Menurut dia, otoritas telah menggelar Seminar Nasional Pengurangan Emisi Gas Rumah Kaca dan Peluang Perdagangan Karbon di Indonesia di lima kota yaitu Kota Surabaya, Balikpapan, Makassar, Medan dan puncak dari rangkaian seminar diadakan di Kota Jambi.
“Untuk mendorong suksesnya penyelenggaraan perdagangan perdana unit karbon di Bursa Karbon, berdasarkan data dari Kementerian ESDM dan PT PLN (Persero) terdapat 99 Pembangkit Listrik Tenaga Uap (PLTU) berbasis batu bara, yang berpotensi ikut perdagangan karbon tahun ini,” ujarnya, Selasa, 26 September.

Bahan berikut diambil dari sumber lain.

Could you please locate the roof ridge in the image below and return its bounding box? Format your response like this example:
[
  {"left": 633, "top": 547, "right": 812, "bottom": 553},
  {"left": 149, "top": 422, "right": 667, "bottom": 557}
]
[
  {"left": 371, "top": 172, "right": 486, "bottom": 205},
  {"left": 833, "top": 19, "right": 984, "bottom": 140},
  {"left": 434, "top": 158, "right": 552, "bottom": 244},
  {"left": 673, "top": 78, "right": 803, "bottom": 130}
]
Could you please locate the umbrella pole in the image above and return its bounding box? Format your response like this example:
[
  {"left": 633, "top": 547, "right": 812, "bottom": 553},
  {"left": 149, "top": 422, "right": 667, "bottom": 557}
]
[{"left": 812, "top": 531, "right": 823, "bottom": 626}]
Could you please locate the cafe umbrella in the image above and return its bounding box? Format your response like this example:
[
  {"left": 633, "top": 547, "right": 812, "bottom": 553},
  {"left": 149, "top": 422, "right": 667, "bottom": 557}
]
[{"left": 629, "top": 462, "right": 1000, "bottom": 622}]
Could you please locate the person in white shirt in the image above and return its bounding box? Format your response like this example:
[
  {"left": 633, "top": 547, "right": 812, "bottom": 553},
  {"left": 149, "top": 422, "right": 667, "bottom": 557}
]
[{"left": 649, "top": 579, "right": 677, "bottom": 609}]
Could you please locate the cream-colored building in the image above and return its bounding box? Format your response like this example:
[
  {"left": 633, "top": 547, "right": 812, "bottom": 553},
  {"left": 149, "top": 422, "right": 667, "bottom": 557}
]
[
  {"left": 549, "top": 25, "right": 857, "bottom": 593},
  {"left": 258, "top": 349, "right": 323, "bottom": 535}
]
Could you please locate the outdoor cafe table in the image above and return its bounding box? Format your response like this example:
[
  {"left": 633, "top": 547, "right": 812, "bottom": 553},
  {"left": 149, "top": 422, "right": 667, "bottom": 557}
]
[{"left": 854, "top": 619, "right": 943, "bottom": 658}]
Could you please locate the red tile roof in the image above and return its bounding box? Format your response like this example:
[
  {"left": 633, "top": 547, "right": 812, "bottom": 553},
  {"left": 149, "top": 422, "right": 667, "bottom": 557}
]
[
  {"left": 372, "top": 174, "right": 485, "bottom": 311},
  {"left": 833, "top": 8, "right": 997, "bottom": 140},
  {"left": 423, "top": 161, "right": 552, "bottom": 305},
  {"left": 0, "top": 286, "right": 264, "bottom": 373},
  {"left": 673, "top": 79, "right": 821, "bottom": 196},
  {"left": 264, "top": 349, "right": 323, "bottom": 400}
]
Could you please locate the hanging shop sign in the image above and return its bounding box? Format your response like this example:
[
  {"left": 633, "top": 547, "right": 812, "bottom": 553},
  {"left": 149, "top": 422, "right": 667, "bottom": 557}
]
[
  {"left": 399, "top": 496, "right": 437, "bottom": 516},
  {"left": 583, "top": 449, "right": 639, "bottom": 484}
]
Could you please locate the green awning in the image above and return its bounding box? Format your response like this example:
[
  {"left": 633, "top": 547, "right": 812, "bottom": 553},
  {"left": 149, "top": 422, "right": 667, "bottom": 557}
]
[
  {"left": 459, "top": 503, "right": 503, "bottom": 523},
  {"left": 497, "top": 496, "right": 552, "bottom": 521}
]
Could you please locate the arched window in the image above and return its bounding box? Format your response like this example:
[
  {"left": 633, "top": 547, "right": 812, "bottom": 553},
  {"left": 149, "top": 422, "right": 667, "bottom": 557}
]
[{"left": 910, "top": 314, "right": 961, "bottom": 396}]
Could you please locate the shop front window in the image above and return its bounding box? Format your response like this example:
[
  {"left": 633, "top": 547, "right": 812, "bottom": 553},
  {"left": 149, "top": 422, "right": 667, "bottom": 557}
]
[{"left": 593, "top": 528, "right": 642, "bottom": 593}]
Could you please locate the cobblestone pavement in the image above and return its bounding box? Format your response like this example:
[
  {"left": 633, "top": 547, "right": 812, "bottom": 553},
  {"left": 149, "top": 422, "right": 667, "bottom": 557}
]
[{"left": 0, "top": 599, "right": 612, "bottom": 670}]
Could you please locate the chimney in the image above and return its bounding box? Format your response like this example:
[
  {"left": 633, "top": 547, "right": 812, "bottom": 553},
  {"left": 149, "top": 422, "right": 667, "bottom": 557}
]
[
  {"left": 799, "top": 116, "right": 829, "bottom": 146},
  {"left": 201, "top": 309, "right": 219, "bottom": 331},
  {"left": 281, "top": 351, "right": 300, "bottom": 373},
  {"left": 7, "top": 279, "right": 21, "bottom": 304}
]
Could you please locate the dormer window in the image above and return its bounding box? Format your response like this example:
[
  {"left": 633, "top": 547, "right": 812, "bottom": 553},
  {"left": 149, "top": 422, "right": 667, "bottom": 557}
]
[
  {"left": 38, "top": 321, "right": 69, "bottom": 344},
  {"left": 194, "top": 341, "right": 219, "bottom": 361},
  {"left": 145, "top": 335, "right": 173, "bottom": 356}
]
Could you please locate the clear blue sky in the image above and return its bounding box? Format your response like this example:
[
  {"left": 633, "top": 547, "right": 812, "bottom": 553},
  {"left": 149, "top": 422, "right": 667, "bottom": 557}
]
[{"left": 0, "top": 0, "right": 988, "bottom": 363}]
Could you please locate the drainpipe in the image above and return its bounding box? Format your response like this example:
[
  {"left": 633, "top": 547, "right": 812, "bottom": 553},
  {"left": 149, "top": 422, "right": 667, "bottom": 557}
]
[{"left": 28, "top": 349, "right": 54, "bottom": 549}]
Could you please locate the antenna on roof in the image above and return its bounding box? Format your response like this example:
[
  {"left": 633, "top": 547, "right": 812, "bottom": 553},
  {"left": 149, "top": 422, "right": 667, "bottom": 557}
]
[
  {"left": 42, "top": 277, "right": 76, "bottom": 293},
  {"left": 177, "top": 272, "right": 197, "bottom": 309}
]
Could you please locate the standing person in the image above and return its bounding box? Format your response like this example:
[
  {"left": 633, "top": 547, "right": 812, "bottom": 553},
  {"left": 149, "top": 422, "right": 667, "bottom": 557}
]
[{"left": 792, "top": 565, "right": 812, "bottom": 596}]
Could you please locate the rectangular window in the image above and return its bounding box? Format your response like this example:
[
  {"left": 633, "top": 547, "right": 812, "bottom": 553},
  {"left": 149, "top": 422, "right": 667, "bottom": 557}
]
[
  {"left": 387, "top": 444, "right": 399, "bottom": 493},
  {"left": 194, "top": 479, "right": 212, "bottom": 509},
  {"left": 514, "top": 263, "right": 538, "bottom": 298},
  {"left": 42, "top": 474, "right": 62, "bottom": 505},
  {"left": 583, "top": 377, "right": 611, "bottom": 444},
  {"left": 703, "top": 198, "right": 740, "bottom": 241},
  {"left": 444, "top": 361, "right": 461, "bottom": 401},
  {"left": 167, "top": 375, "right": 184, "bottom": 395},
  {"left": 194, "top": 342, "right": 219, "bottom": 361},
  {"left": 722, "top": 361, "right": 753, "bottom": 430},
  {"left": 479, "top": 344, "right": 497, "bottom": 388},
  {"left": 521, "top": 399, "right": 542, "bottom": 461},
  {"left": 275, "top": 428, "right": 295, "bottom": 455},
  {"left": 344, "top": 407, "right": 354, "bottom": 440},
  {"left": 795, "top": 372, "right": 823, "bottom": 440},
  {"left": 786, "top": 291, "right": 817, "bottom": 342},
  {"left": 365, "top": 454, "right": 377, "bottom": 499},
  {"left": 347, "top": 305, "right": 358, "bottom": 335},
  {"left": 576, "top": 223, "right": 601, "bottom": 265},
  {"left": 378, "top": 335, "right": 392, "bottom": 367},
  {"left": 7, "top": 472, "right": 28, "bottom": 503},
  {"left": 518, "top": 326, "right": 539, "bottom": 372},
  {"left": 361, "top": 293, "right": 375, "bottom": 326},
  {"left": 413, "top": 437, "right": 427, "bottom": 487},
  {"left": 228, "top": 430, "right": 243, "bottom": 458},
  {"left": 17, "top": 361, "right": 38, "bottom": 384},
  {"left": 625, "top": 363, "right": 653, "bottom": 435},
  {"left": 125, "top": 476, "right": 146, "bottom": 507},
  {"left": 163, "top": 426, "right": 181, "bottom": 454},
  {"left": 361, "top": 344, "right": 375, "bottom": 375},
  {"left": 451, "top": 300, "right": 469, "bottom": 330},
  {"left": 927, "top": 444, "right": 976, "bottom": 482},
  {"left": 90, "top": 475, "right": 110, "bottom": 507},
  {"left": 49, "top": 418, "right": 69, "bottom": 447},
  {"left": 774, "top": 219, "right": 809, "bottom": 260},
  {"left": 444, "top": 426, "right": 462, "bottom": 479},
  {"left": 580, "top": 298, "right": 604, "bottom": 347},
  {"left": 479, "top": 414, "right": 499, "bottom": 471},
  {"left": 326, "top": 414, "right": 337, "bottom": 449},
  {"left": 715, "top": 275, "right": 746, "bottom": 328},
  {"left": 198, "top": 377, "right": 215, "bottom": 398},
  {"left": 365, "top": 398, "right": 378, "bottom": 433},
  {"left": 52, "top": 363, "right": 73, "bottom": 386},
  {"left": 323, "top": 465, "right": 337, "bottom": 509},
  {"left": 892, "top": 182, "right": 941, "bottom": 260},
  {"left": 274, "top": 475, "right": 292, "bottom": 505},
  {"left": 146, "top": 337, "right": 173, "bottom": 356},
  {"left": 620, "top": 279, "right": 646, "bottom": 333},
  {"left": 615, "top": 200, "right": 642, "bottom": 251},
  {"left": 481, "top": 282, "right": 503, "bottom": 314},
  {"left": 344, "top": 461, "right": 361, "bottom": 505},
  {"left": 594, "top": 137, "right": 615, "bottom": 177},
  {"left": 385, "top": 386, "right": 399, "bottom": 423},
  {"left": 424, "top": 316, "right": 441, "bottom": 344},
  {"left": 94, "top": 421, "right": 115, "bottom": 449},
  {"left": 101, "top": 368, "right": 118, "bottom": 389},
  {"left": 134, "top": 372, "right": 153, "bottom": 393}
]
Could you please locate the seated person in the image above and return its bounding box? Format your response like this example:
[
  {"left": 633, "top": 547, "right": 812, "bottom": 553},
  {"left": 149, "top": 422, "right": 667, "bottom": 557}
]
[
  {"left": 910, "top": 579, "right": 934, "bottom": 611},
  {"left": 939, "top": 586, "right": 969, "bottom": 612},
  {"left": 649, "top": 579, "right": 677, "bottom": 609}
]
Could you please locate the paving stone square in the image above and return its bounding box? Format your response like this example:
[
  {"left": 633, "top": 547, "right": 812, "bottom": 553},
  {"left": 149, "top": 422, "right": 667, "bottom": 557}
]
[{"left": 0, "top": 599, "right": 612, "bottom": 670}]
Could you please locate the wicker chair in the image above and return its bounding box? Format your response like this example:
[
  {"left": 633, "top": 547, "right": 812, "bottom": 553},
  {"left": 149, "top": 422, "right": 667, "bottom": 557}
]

Menurut Mahendra, jumlah ini setara dengan 86 persen dari total PLTU Batu Bara yang beroperasi di Indonesia.
Selain dari subsektor pembangkit tenaga listrik, perdagangan karbon di Indonesia kedepan juga akan diramaikan oleh sektor lain yang merupakan sektor prioritas pemenuhan target Nationally Determined Contribution (NDC).
“Sektor-sektor ini antara lain kehutanan, pertanian, limbah, migas, industri umum dan yang akan menyusul dari sektor kelautan,” tuturnya.
BACA JUGA:
Di awal perdagangan karbon ini, secara bertahap akan dilaksanakan perdagangan dengan memastikan unit karbon yang berkualitas, dimulai dari emisi (Emission Trading System/ ETS) ketenagalistrikan dan sektor kehutanan.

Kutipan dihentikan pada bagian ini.